Tim Cook confirms Apple Music’s 50 million users, big push into TV and movies

“In a wide-ranging interview, Apple CEO Tim Cook divulged Apple Music subscriber numbers, and said that a strong push into television and movies is underway,” Mike Wuerthele reports for AppleInsider.

“In an appearance on Bloomberg Television on The David Rubenstein Show: Peer-to-Peer Conversations, Cook was forthcoming about paid versus trial Apple Music subscribers,” Wuerthele reports. “He said that in total, the service has more than 50 million users between paid members and trials, in contrast to the 40 million paid subscribers the company declared in April.”

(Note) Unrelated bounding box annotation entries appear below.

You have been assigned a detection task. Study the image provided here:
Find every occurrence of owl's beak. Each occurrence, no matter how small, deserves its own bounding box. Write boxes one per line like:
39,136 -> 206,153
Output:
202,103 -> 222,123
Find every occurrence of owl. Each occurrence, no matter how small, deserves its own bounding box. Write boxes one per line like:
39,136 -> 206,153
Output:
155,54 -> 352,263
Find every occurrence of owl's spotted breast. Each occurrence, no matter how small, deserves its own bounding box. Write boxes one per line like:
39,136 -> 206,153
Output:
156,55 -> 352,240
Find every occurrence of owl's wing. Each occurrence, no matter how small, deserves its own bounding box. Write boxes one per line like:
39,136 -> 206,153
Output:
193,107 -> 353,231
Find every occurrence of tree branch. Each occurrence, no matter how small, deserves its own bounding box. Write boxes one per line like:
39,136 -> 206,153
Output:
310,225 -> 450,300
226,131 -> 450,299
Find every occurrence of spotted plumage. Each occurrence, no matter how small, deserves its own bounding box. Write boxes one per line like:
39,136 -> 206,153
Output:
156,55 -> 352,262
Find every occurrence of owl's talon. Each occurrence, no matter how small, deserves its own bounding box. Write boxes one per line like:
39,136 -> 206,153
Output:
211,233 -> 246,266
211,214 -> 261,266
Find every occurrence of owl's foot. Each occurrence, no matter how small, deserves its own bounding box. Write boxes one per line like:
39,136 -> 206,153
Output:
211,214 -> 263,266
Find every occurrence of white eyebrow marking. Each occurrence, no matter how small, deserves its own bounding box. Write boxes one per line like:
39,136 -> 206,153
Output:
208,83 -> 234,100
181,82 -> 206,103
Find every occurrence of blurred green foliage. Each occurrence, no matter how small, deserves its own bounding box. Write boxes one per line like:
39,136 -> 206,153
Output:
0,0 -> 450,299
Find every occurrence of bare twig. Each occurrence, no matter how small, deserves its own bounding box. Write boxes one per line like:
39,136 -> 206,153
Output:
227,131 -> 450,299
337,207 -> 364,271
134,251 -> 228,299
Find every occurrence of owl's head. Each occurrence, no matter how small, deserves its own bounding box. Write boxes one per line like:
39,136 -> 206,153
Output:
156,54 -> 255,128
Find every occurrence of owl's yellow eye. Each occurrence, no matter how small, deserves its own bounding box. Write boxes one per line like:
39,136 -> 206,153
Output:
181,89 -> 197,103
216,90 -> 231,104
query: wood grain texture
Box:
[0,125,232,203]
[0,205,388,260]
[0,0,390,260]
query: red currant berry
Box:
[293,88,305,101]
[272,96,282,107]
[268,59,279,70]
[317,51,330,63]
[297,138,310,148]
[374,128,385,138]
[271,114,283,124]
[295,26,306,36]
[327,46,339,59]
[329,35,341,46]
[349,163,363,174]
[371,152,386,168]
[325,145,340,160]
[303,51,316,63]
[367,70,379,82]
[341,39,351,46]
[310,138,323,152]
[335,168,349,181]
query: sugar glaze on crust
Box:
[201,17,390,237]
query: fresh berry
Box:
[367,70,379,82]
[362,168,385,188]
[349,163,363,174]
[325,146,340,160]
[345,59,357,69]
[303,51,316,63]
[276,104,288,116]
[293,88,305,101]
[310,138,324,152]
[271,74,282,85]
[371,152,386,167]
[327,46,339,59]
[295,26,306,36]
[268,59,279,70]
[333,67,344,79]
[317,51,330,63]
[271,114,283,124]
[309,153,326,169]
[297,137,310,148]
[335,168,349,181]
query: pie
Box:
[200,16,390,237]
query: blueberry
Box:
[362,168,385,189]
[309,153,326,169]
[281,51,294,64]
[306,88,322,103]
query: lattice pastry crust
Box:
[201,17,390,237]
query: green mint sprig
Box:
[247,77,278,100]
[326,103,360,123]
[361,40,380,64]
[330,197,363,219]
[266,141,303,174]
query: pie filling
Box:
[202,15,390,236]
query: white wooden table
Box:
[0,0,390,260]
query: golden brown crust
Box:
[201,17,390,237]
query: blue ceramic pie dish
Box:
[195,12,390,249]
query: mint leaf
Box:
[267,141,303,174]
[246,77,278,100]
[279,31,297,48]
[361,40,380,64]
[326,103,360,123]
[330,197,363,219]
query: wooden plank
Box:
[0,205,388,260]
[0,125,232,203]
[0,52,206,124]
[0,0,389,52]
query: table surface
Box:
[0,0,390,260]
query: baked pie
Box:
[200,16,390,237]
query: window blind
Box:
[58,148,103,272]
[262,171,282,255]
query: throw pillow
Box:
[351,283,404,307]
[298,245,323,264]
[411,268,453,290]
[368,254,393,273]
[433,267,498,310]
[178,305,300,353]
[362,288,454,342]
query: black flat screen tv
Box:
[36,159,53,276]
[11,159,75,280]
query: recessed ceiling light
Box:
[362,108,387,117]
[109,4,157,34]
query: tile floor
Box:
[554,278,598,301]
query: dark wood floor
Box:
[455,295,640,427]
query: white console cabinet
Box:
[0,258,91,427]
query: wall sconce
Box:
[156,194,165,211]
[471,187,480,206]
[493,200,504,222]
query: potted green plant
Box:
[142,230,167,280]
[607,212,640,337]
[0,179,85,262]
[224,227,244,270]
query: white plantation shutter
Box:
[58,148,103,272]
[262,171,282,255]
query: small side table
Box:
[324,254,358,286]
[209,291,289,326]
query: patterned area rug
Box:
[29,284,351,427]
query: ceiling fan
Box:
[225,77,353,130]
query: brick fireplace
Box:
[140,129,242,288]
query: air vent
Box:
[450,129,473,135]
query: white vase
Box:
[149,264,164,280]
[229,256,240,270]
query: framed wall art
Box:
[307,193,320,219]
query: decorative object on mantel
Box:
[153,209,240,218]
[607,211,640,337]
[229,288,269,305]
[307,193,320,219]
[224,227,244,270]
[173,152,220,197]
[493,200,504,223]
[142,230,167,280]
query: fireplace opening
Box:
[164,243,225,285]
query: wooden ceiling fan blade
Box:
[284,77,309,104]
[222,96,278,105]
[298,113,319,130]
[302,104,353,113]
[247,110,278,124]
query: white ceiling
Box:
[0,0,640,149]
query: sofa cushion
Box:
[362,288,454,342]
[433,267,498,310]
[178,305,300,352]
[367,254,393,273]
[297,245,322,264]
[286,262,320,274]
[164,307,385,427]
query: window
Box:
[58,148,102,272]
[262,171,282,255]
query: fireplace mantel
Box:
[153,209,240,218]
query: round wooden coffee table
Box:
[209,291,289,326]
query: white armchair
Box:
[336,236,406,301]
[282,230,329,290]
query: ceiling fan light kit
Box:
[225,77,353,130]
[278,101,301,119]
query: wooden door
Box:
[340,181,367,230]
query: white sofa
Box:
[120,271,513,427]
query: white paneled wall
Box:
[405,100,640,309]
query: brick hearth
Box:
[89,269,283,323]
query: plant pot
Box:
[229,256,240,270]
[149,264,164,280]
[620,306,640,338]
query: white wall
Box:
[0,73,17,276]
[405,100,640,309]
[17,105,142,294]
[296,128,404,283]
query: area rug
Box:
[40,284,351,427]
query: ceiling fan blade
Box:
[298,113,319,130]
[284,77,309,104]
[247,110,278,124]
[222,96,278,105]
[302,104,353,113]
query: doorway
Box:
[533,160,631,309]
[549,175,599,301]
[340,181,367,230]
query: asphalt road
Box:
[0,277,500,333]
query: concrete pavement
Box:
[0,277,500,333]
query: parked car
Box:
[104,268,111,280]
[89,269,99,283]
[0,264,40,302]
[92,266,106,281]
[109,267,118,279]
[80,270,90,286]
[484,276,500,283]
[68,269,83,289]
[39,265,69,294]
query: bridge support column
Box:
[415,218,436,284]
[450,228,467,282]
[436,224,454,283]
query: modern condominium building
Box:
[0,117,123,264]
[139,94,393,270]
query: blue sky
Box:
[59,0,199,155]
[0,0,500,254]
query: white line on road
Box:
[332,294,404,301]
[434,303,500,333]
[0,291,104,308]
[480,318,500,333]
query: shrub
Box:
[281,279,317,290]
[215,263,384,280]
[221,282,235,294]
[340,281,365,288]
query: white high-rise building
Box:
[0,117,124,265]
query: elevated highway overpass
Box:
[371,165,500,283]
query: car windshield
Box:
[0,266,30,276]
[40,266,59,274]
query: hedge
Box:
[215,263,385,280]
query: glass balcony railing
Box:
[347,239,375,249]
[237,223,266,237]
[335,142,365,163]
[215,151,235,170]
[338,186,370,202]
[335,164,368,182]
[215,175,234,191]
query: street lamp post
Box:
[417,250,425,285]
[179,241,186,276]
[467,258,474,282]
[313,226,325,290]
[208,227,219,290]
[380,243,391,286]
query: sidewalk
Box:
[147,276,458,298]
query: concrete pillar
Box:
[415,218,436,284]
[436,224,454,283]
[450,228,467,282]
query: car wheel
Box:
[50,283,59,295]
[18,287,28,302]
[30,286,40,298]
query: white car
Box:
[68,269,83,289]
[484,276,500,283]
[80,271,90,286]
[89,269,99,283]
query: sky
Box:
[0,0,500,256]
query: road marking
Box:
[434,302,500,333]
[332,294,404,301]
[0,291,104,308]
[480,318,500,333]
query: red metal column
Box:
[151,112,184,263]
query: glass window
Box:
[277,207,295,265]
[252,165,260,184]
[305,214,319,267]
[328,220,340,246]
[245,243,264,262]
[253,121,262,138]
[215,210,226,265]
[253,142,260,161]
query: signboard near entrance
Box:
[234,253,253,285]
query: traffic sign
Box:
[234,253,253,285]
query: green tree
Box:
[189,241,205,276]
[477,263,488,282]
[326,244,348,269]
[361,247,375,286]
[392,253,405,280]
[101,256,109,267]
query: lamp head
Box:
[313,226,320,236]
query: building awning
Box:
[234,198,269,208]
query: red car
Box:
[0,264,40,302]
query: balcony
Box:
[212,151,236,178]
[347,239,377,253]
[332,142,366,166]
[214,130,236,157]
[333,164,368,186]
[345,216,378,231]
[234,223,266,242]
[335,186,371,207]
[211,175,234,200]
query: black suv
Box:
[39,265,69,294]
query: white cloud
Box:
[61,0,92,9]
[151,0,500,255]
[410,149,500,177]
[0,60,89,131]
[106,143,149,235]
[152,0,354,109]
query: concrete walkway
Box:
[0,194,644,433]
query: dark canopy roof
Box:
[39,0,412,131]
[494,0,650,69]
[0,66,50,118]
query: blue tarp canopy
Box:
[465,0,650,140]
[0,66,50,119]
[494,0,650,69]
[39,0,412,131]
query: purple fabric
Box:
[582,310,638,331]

“Looking at Apple’s growth numbers, the company appears to be posting about 4 million conversions a month to a paid subscription[s],” Wuerthele reports. “While the push into content isn’t a secret, the interview was the first time that Cook directly addressed the effort. ‘We are very interested in the content business. We will be playing in a way that is consistent with our brand,’ Cook told Bloomberg. ‘We’re not ready to give any details on it yet. But it’s clearly an area of interest.'”

Read more in the full article here.

MacDailyNews Take: Inexorably, Apple Music proceeds to No.1, relegating Spotify to also-ran status.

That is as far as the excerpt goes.